Meraih Kebahagiaan
Oleh: Yudi Latif
Pada titik ini, saat pengujung bulan puasa bersinggungan dengan
bulan Pancasila, pertanyaan reflektif patut kita ajukan: apa sesungguhnya yang
kita kejar dengan beragama dan bernegara? Adalah psikolog William James yang
menyatakan bahwa ”motif terdasar dari seluruh tindakan manusia adalah mengejar kebahagiaan”.
Sejumlah pemikir menahbiskan kebahagiaan sebagai kebajikan
terluhur. Dari masa Yunani purba, kita dapati Epicurus yang menyatakan bahwa
kebahagiaan adalah satu-satunya tujuan hidup. Pada akhir abad ke-18, filsuf
Inggris, Jeremy Bentham, mendefinisikan kebajikan terluhur sebagai kebahagiaan
terbesar dari jumlah terbesar (the greatest happiness of the greatest number).
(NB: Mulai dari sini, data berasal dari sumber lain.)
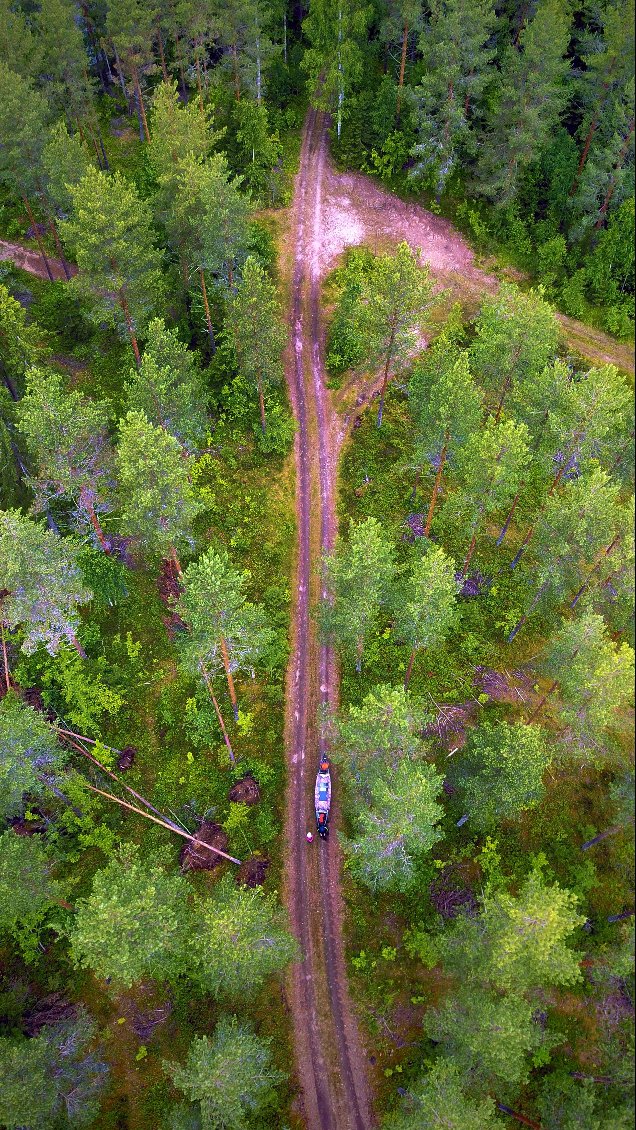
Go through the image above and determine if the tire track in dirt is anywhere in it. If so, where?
[286,111,373,1130]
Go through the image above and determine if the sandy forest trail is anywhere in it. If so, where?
[286,111,373,1130]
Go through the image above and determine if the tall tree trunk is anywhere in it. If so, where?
[462,530,477,576]
[131,63,150,141]
[69,635,86,659]
[377,323,398,427]
[219,636,238,722]
[201,668,236,764]
[594,118,634,228]
[199,267,217,354]
[507,581,548,643]
[404,647,417,690]
[49,219,72,283]
[424,435,448,537]
[0,620,11,694]
[525,679,559,725]
[113,40,130,114]
[157,27,171,84]
[395,20,409,121]
[569,533,620,608]
[495,483,525,546]
[258,373,265,435]
[120,294,141,368]
[23,195,54,283]
[581,824,625,851]
[80,494,112,557]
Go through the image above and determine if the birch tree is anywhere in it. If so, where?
[302,0,371,139]
[0,690,69,818]
[395,546,458,688]
[321,518,395,673]
[17,370,114,554]
[116,411,201,573]
[61,170,164,364]
[0,510,93,658]
[125,318,209,454]
[409,336,482,537]
[359,243,434,427]
[228,255,287,433]
[176,548,271,719]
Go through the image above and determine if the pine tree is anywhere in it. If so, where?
[359,243,434,427]
[69,844,191,988]
[456,722,551,831]
[341,760,443,892]
[61,170,163,364]
[409,336,482,537]
[470,284,559,421]
[164,1016,286,1130]
[17,370,114,554]
[382,1060,504,1130]
[125,318,209,453]
[410,0,496,198]
[116,411,201,572]
[395,546,458,687]
[189,876,298,1000]
[321,518,395,672]
[0,510,93,657]
[228,255,287,433]
[302,0,371,138]
[0,692,69,818]
[176,549,271,718]
[0,0,42,80]
[0,1005,108,1130]
[572,0,634,191]
[476,0,570,205]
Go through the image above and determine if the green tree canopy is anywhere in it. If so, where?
[0,831,58,933]
[188,876,298,998]
[334,685,429,799]
[395,546,458,687]
[424,984,563,1085]
[0,510,93,655]
[542,611,634,747]
[176,548,271,718]
[470,283,559,419]
[17,370,114,553]
[321,518,395,671]
[228,255,287,432]
[125,318,209,452]
[459,722,551,829]
[382,1060,504,1130]
[116,411,201,570]
[69,844,192,988]
[409,333,482,536]
[164,1016,286,1130]
[341,760,443,892]
[0,692,69,818]
[60,168,164,363]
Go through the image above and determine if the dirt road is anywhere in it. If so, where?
[286,111,373,1130]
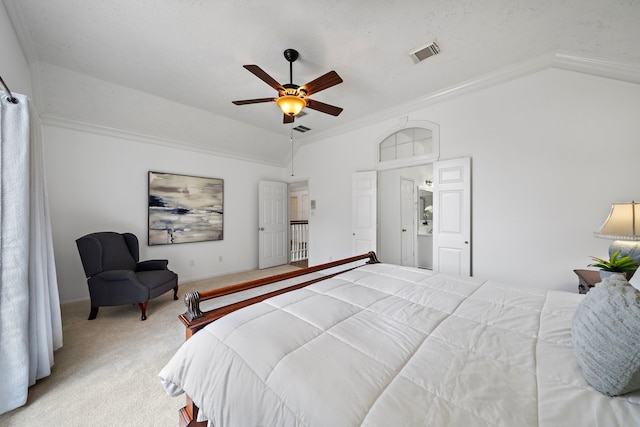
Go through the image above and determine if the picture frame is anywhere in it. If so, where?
[148,171,224,246]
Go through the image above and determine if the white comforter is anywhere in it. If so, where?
[160,264,640,427]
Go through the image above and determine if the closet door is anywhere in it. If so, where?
[351,171,378,255]
[433,157,471,276]
[258,181,289,268]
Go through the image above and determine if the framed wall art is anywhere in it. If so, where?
[149,171,224,246]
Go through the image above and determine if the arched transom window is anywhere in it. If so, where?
[378,121,440,167]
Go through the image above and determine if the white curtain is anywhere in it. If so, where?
[0,92,62,414]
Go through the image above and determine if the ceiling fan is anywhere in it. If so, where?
[232,49,342,123]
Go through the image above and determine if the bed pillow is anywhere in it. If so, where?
[571,276,640,396]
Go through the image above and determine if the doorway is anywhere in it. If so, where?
[377,163,433,268]
[289,181,310,268]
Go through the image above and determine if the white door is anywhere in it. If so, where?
[433,157,471,276]
[258,181,289,268]
[400,178,417,267]
[351,171,378,255]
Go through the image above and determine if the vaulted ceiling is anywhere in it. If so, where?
[5,0,640,163]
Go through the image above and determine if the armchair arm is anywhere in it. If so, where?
[136,259,169,271]
[95,270,138,283]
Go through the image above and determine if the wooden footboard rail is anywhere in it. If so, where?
[178,252,380,427]
[178,252,380,339]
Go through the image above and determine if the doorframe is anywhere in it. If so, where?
[287,175,314,263]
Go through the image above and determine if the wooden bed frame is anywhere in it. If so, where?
[178,252,380,427]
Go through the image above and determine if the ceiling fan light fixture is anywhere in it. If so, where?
[276,95,307,117]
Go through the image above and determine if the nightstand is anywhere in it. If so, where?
[573,270,602,294]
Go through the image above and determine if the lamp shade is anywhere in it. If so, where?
[276,95,307,116]
[594,202,640,240]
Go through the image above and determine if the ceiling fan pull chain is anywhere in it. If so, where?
[289,122,293,176]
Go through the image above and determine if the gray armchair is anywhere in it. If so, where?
[76,231,178,320]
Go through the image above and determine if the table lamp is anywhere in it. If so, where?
[593,201,640,261]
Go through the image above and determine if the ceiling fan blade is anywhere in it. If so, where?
[307,99,342,116]
[300,71,342,96]
[243,65,284,91]
[231,98,274,105]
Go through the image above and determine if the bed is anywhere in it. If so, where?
[159,254,640,427]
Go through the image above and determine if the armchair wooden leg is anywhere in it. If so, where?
[88,307,99,320]
[138,301,149,320]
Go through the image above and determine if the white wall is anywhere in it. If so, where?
[0,2,33,96]
[295,69,640,292]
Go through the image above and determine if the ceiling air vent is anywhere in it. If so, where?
[409,41,440,64]
[293,125,311,133]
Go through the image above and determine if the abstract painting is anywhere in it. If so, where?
[149,172,224,246]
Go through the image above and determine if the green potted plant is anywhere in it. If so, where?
[589,251,638,279]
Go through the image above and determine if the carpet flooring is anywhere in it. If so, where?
[0,265,297,427]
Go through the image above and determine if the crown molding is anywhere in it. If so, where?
[300,50,640,145]
[40,114,286,167]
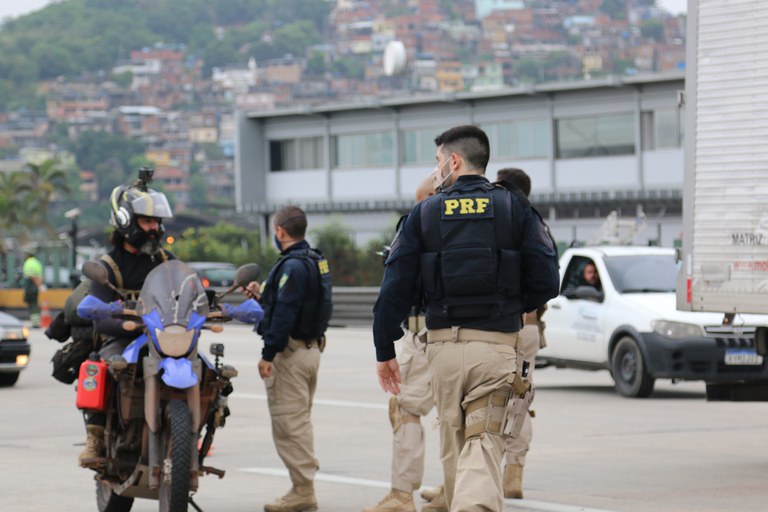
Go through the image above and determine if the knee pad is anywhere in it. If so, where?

Ia pun menyimpulkan bahwa satu-satunya tujuan berharga dari negara, pasar, dan
komunitas keilmuan adalah untuk meningkatkan kebahagiaan global.
Tentu ada pihak-pihak yang berseberangan dengan pandangan
tersebut. Sebagian menuduhnya sebagai paham hedonis yang serba duniawi. Namun,
dalam perkembangan terkini, paham tersebut menjadi anutan yang meluas.
Relevansinya kian menguat manakala dunia terpanggang api kesumat dan kebencian.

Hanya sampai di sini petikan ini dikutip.